A tremare con la Giunta Pd della Calabria c’è pure il Governo Renzi. Un altro brutto colpo per i democratici arriva dall’inchiesta sulle spese pazze calabresi. Acquisti folli che hanno portato agli arresti domiciliari di tre ex consiglieri regionali, altri quattro sottoposti a divieto di dimora insieme a un’altra persona. Ci sono poi una marea di beni sequestrati per complessivi due milioni e mezzo di euro ancora 27 indagati per falso e peculato. Ai domiciliari è finito l’assessore ai Lavori pubblici e ai Trasporti Antonino De Gaetano (Pd), componente dell’attuale Giunta di centrosinistra: trombato alle urne ma non dalle scelte del governatore, Mario Oliverio. De Gaetano si è dimesso dalla carica e autosospeso dal partito.
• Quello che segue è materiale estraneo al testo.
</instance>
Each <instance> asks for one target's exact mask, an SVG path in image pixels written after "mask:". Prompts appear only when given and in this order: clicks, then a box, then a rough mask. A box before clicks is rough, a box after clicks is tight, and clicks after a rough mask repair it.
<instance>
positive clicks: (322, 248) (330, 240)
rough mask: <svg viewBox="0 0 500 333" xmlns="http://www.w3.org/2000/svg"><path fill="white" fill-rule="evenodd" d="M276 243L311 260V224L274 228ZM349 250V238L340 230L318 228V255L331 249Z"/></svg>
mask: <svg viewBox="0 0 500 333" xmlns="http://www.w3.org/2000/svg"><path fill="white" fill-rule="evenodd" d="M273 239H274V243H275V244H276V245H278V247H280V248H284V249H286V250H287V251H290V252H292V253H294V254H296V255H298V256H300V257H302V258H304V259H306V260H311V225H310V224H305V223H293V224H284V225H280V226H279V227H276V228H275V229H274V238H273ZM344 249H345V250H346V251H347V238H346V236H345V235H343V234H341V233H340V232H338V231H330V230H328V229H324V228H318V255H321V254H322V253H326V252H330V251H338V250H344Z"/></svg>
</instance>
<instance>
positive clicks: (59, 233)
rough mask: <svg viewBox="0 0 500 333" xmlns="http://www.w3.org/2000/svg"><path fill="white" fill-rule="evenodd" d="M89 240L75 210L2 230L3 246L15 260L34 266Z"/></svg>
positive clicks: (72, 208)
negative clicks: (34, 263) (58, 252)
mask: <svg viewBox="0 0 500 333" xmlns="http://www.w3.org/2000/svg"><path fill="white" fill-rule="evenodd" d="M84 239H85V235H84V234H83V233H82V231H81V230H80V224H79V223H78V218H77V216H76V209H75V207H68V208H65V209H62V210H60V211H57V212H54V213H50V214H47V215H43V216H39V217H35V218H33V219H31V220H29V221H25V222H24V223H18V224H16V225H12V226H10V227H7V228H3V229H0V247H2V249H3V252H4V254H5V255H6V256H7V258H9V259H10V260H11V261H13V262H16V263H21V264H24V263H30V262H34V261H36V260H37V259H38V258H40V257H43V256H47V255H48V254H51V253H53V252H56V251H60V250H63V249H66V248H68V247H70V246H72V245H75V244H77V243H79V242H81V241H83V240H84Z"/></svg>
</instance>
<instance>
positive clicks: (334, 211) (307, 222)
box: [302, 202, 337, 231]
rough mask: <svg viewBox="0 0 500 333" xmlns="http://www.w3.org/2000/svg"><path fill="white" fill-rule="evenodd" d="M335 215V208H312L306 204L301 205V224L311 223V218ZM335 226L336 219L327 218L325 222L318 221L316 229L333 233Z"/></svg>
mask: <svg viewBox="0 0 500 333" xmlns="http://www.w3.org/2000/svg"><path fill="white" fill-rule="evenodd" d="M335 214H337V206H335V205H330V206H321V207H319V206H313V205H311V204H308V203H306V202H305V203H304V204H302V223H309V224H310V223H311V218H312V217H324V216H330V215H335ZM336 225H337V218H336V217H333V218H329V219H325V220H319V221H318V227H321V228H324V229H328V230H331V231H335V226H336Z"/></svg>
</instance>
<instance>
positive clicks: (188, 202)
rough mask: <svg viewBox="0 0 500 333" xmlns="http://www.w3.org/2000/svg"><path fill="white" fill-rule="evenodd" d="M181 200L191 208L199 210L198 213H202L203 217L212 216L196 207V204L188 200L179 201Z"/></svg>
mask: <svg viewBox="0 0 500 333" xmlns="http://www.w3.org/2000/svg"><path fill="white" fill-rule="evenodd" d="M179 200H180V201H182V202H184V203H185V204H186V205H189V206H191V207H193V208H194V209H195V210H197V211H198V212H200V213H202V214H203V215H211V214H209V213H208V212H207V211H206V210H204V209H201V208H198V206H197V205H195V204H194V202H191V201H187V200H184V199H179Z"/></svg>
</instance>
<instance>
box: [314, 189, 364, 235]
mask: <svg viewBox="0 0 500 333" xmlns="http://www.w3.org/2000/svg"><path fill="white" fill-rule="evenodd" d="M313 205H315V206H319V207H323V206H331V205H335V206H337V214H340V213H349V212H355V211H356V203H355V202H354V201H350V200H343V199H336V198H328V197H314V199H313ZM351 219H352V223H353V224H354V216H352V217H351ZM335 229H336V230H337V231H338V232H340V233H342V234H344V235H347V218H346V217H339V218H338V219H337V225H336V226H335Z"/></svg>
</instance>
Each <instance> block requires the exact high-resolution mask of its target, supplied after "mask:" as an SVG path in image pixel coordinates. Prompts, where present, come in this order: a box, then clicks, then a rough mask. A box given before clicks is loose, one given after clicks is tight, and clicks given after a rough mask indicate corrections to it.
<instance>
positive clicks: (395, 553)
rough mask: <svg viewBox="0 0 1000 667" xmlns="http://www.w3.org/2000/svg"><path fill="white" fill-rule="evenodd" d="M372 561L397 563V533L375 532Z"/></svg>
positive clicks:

Stessa misura per l’ex parlamentare di Forza Italia e del Pdl Luigi Fedele. Per il senatore del Nuovo Centrodestra, Giovanni Bilardi, è stata chiesta, invece, l’autorizzazione a procedere.

LE CONTESTAZIONI
Nel mirino ci sono spese sostenute dai gruppi consiliari tra il 2010 e il 2012. E tra gli acquisti messi a rimborso nonostante la mancanza di una qualsiasi relazione con gli incarichi ricoperti, a quanto pare i consiglieri non si erano fatti mancare proprio niente. Dai vini pregiati a viaggi in Italia e all’estero. Ma anche biglietti Gratta&Vinci, che ci sarà di male a tentare la fortuna, o una capatina notturna nei locali di lap dance. Oltre agli arrestati figurano tra gli indagati tutti i componenti della Giunta regionale in carica, fatta eccezione del presidente Oliverio. Sotto la lente degli inquirenti è finito Vincenzo Ciconte (Pd), a lui vengono contestati 69mila euro di spese non giustificate, l’assessore Carlo Guccione (Pd), 27mila euro le spese a lui contestate. Divieto di dimora, invece, per un ex autista di Bilardi, Carmelo Trapani, e per quattro ex consiglieri: Giovanni Nucera (Udc), Pasquale Tripodi (Centro democratico), Alfonso Dattolo (Udc) e Nicola Adamo (Pd).

FUOCO SUL GOVERNATORE
“Il governatore della Calabria Oliverio deve dimettersi subito. Egli ha difeso a oltranza e senza riserve morali la nomina di Antonino De Gaetano, anche col silenzio tombale tenuto nella sua recente audizione in Antimafia”, attaccano i parlamentari del Movimento 5 Stelle calabresi, “Nonostante destinatario di tre informative e di una richiesta di arresto per presunto appoggio elettorale dalla ‘ndrangheta, De Gaetano” proseguono i parlamentari M5s, “è stato mantenuto al suo posto da Oliverio, che non ha voluto ascoltare nessuno. Pertanto l’allora ministro Maria Carmela Lanzetta rifiutò di entrare nella giunta regionale. In Calabria le istituzioni sono fortemente inquinate e ciò ne causa l’arretratezza. Dunque, come raccomandava Paolo Borsellino, la politica non deve attendere le sentenze della magistratura per allontanare amministratori su cui gravano forti sospetti”.